这个函数非常重要,它首先使用 sysSocket 进行系统调用,创建一个监听套接字。

然后使用 newFD 创建一个 netFD 类型的对象。

调用 fd.listenStream 执行监听系统调用。

// socket returns a network file descriptor that is ready for
// asynchronous I/O using the network poller.
func socket(ctx context.Context, net string, family, sotype, proto int, ipv6only bool, laddr, raddr sockaddr) (fd *netFD, err error) {
    s, err := sysSocket(family, sotype, proto)
    if err != nil {
        return nil, err
    }
    if err = setDefaultSockopts(s, family, sotype, ipv6only); err != nil {
        poll.CloseFunc(s)
        return nil, err
    }
    if fd, err = newFD(s, family, sotype, net); err != nil {
        poll.CloseFunc(s)
        return nil, err
    }

    if laddr != nil && raddr == nil {
        switch sotype {
        // 基于流的协议
        case syscall.SOCK_STREAM, syscall.SOCK_SEQPACKET:
            if err := fd.listenStream(laddr, listenerBacklog); err != nil {
                fd.Close()
                return nil, err
            }
            return fd, nil
        // 基于数据报的协议
        case syscall.SOCK_DGRAM:
            if err := fd.listenDatagram(laddr); err != nil {
                fd.Close()
                return nil, err
            }
            return fd, nil
        }
    }
    if err := fd.dial(ctx, laddr, raddr); err != nil {
        fd.Close()
        return nil, err
    }
    return fd, nil
}

listenStream 执行 listen 系统调用

这个函数中的 listenFunc 执行 listen 系统调用。

func (fd *netFD) listenStream(laddr sockaddr, backlog int) error {
    if err := setDefaultListenerSockopts(fd.pfd.Sysfd); err != nil {
        return err
    }
    if lsa, err := laddr.sockaddr(fd.family); err != nil {
        return err
    } else if lsa != nil {
        // bind()
        if err := syscall.Bind(fd.pfd.Sysfd, lsa); err != nil {
            return os.NewSyscallError("bind", err)
        }
    }

    // listenFunc 是全局函数值,在 linux 下非测试环境被绑定到 syscall.Listen
    if err := listenFunc(fd.pfd.Sysfd, backlog); err != nil {
        return os.NewSyscallError("listen", err)
    }
    if err := fd.init(); err != nil {
        return err
    }
    lsa, _ := syscall.Getsockname(fd.pfd.Sysfd)
    fd.setAddr(fd.addrFunc()(lsa), nil)
    return nil
}

Go 的 listenTCP 一个函数就把 c 网络编程中 socket()bind()listen() 三步都完成了。大大减小了用户的心智负担。

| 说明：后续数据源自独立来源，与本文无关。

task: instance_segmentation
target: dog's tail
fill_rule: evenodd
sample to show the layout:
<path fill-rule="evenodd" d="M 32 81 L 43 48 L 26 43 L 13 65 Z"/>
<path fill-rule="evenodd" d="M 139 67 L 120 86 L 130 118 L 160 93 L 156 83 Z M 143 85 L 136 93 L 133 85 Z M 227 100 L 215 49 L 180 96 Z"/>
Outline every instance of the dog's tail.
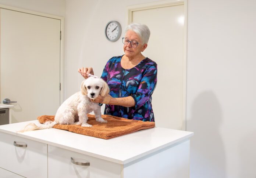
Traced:
<path fill-rule="evenodd" d="M 26 126 L 22 130 L 18 131 L 17 132 L 22 132 L 31 130 L 52 128 L 57 123 L 55 121 L 47 121 L 44 124 L 41 124 L 40 126 L 38 126 L 34 123 L 30 123 Z"/>

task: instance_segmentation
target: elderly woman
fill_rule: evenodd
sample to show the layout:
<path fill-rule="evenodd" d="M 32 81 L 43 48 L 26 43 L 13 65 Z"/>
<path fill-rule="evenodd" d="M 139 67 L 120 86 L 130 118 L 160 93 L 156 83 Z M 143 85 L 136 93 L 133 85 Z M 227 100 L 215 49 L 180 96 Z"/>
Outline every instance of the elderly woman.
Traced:
<path fill-rule="evenodd" d="M 109 85 L 110 95 L 92 101 L 106 104 L 104 114 L 154 121 L 151 96 L 156 85 L 157 65 L 141 54 L 150 36 L 145 25 L 133 23 L 127 28 L 122 39 L 124 54 L 109 59 L 101 76 Z M 92 68 L 82 68 L 78 72 L 85 79 L 94 74 Z"/>

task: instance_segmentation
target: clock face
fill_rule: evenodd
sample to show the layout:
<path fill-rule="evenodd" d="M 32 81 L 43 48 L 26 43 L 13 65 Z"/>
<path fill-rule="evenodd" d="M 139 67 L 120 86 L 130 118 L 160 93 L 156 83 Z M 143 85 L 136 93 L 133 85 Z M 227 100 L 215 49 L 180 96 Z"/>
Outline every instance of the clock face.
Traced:
<path fill-rule="evenodd" d="M 121 26 L 118 22 L 111 21 L 107 24 L 105 28 L 105 35 L 109 41 L 117 41 L 121 36 Z"/>

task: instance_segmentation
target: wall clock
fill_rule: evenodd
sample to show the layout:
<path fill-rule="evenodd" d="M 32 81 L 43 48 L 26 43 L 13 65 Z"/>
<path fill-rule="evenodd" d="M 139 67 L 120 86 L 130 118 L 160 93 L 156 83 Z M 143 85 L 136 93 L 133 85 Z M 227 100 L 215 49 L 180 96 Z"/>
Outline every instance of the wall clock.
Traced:
<path fill-rule="evenodd" d="M 122 33 L 121 25 L 117 21 L 109 22 L 105 28 L 105 36 L 110 41 L 115 41 L 119 39 Z"/>

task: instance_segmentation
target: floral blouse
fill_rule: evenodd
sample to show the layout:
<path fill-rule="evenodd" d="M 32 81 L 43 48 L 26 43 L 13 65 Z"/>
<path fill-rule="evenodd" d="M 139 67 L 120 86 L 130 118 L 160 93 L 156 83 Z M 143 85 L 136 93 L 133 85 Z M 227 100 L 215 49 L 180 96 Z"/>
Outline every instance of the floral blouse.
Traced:
<path fill-rule="evenodd" d="M 131 69 L 121 64 L 122 56 L 113 57 L 107 63 L 101 78 L 107 83 L 113 98 L 131 96 L 135 106 L 106 105 L 104 114 L 129 119 L 154 122 L 151 102 L 157 81 L 157 64 L 146 58 Z"/>

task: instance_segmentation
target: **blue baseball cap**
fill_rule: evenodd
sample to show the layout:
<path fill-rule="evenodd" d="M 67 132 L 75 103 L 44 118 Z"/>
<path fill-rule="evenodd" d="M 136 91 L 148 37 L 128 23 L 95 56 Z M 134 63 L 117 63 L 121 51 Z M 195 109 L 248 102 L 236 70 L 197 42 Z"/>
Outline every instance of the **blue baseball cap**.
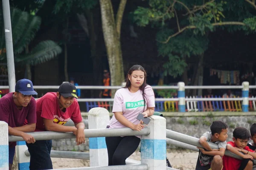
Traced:
<path fill-rule="evenodd" d="M 38 94 L 34 90 L 32 82 L 28 79 L 23 79 L 18 80 L 15 85 L 15 91 L 18 91 L 24 95 L 34 95 Z"/>

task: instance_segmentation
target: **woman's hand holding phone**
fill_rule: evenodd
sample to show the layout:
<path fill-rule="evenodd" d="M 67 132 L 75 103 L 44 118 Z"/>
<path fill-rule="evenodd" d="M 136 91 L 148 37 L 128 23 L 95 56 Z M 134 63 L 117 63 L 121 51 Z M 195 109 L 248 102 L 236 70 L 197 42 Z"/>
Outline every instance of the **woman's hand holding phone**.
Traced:
<path fill-rule="evenodd" d="M 148 115 L 146 113 L 143 112 L 143 113 L 142 113 L 141 114 L 142 114 L 144 115 L 144 116 L 143 116 L 144 117 L 148 117 Z"/>
<path fill-rule="evenodd" d="M 140 130 L 143 130 L 144 128 L 144 126 L 143 124 L 140 123 L 138 125 L 134 125 L 134 128 L 132 128 L 132 130 L 137 130 L 140 132 Z"/>

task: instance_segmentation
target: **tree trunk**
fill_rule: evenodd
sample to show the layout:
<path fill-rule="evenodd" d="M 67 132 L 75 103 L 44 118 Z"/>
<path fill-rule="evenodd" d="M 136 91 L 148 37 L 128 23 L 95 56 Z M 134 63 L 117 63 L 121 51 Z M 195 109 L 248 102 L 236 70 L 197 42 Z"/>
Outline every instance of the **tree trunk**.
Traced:
<path fill-rule="evenodd" d="M 67 33 L 67 30 L 68 29 L 68 18 L 67 18 L 66 23 L 66 34 Z M 65 37 L 65 43 L 64 43 L 64 74 L 65 75 L 65 81 L 68 82 L 68 74 L 67 73 L 67 37 Z"/>
<path fill-rule="evenodd" d="M 29 45 L 27 45 L 26 46 L 25 49 L 25 52 L 26 54 L 28 54 L 29 52 Z M 31 68 L 29 64 L 26 64 L 26 77 L 27 79 L 32 80 L 32 74 L 31 74 Z"/>
<path fill-rule="evenodd" d="M 252 74 L 252 73 L 253 72 L 253 63 L 249 63 L 248 64 L 248 66 L 249 68 L 249 84 L 250 85 L 252 85 L 252 79 L 253 78 L 253 75 Z"/>
<path fill-rule="evenodd" d="M 121 3 L 123 1 L 121 0 Z M 111 85 L 121 85 L 125 79 L 122 56 L 112 3 L 111 0 L 100 0 L 99 2 L 103 35 L 111 76 Z M 122 16 L 122 17 L 117 16 L 116 18 L 122 20 L 123 12 L 118 12 L 117 13 Z M 114 96 L 116 91 L 111 90 L 112 97 Z"/>
<path fill-rule="evenodd" d="M 91 56 L 92 57 L 93 65 L 93 76 L 94 78 L 93 80 L 93 84 L 102 85 L 103 72 L 102 57 L 99 54 L 101 51 L 100 48 L 99 47 L 96 47 L 97 38 L 94 27 L 93 14 L 89 9 L 86 10 L 85 14 L 88 20 Z M 91 96 L 92 97 L 99 97 L 99 91 L 100 91 L 98 90 L 96 93 L 95 93 L 95 90 L 92 90 L 91 91 Z"/>
<path fill-rule="evenodd" d="M 198 83 L 198 85 L 203 85 L 203 81 L 204 77 L 204 66 L 203 65 L 204 62 L 204 53 L 203 53 L 199 55 L 199 60 L 198 61 L 198 71 L 197 73 L 198 75 L 197 77 L 197 82 Z M 200 96 L 203 95 L 202 89 L 198 90 L 198 96 Z"/>
<path fill-rule="evenodd" d="M 185 83 L 185 85 L 188 85 L 189 84 L 189 79 L 188 78 L 188 70 L 187 68 L 186 68 L 184 70 L 184 72 L 182 74 L 182 76 L 181 76 L 181 79 L 182 81 L 184 82 Z M 189 91 L 187 90 L 187 91 L 185 91 L 185 96 L 187 96 L 189 94 Z"/>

这里有一点需要注意,listenStream 虽然提供了 backlog 的参数,但用户层是没有办法通过 Go 的代码来修改 listen 的 backlog 的。

func maxListenerBacklog() int {
    fd, err := open("/proc/sys/net/core/somaxconn")
    if err != nil {
        return syscall.SOMAXCONN
    }
    defer fd.close()
    l, ok := fd.readLine()
    if !ok {
        return syscall.SOMAXCONN
    }
    f := getFields(l)
    n, _, ok := dtoi(f[0])
    if n == 0 || !ok {
        return syscall.SOMAXCONN
    }
    // Linux stores the backlog in a uint16.
    // Truncate number to avoid wrapping.
    // See issue 5030.
    if n > 1<<16-1 {
        n = 1<<16 - 1
    }
    return n
}

如上,在 linux 中,如果配置了 /proc/sys/net/core/somaxconn,那么就用这个值,如果没有配置,那么就使用 syscall 中的 SOMAXCONN:

const (
    SOMAXCONN = 0x80 // 128
)

社区里有很多人吐槽,希望能有手段能修改这个值,不过看起来官方并不打算支持。所以现阶段只能通过修改 /proc/sys/net/core/somaxconn 来修改 listen 的 backlog。

netFD 添加到 poller

在上面的 listen 流程的 socket 函数中会调用 newFD 来初始化一个 fd。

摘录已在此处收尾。